Several sightings of a mountain lion within city limits created pandemonium around LaBonte Park on Wednesday afternoon.
“I got the call around 2:45 p.m.,” Wyoming Game and Fish Senior Game Warden Bill Brinegar said. “There was a mountain lion spotted by a day care by LaBonte Park.”
While Brinegar couldn’t confirm any of the sightings, a picture of the animal was posted to Facebook at about 3 p.m. and the Laramie/Albany County Records & Communication Center dispatch reported receiving about seven calls regarding mountain lion sightings.
“This is the first (predator) sighting I know of this season,” Brinegar said. “It’s not rare to get a mountain lion or bear in town because the Laramie River is a migration corridor.”
Several agencies, including the Laramie Police Department, Albany County Sherriff’s Office, Laramie Parks and Recreation Department personnel and about seven Game and Fish personnel, conducted a search of the area, but after an hour-and-a-half with no further sightings, Brinegar said the search was called off.
“Laramie doesn’t have a lot of deer in town,” he said. “Without a good prey base, there’s no real reason for it to stick around.”
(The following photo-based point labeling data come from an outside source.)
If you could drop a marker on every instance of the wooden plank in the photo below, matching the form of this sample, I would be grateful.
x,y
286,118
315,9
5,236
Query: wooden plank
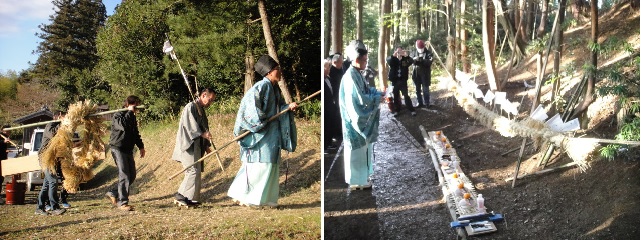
x,y
20,165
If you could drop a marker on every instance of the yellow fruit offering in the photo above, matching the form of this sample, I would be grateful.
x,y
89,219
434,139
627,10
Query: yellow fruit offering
x,y
467,195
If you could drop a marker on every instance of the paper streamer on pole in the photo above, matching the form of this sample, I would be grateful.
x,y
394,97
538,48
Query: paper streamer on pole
x,y
539,114
478,93
501,97
488,97
555,123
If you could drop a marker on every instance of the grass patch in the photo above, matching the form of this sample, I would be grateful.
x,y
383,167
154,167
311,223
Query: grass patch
x,y
92,216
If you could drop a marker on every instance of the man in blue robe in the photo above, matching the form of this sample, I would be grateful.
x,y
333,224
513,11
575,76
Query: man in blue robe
x,y
257,181
360,111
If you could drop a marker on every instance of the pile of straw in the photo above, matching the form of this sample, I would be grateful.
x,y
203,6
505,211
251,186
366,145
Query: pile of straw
x,y
76,165
579,150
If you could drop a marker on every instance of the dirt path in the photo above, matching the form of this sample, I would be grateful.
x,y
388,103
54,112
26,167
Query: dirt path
x,y
602,203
In situations where mountain lions come into contact with people, Brinegar said there is little concern if the animal is healthy, but a sick mountain lion could be dangerous.
“Typically on a deal like this, a mountain lion is not going to have a lot of food here,” he said. “Once night falls, it will most likely get out of town, because mountain lions don’t like interactions with humans.”
When pursuing wildlife sightings in communities, Brinegar said Game and Fish usually attempt to contact the last person to see the animal, confirm the legitimacy of the sighting and determine the direction of travel.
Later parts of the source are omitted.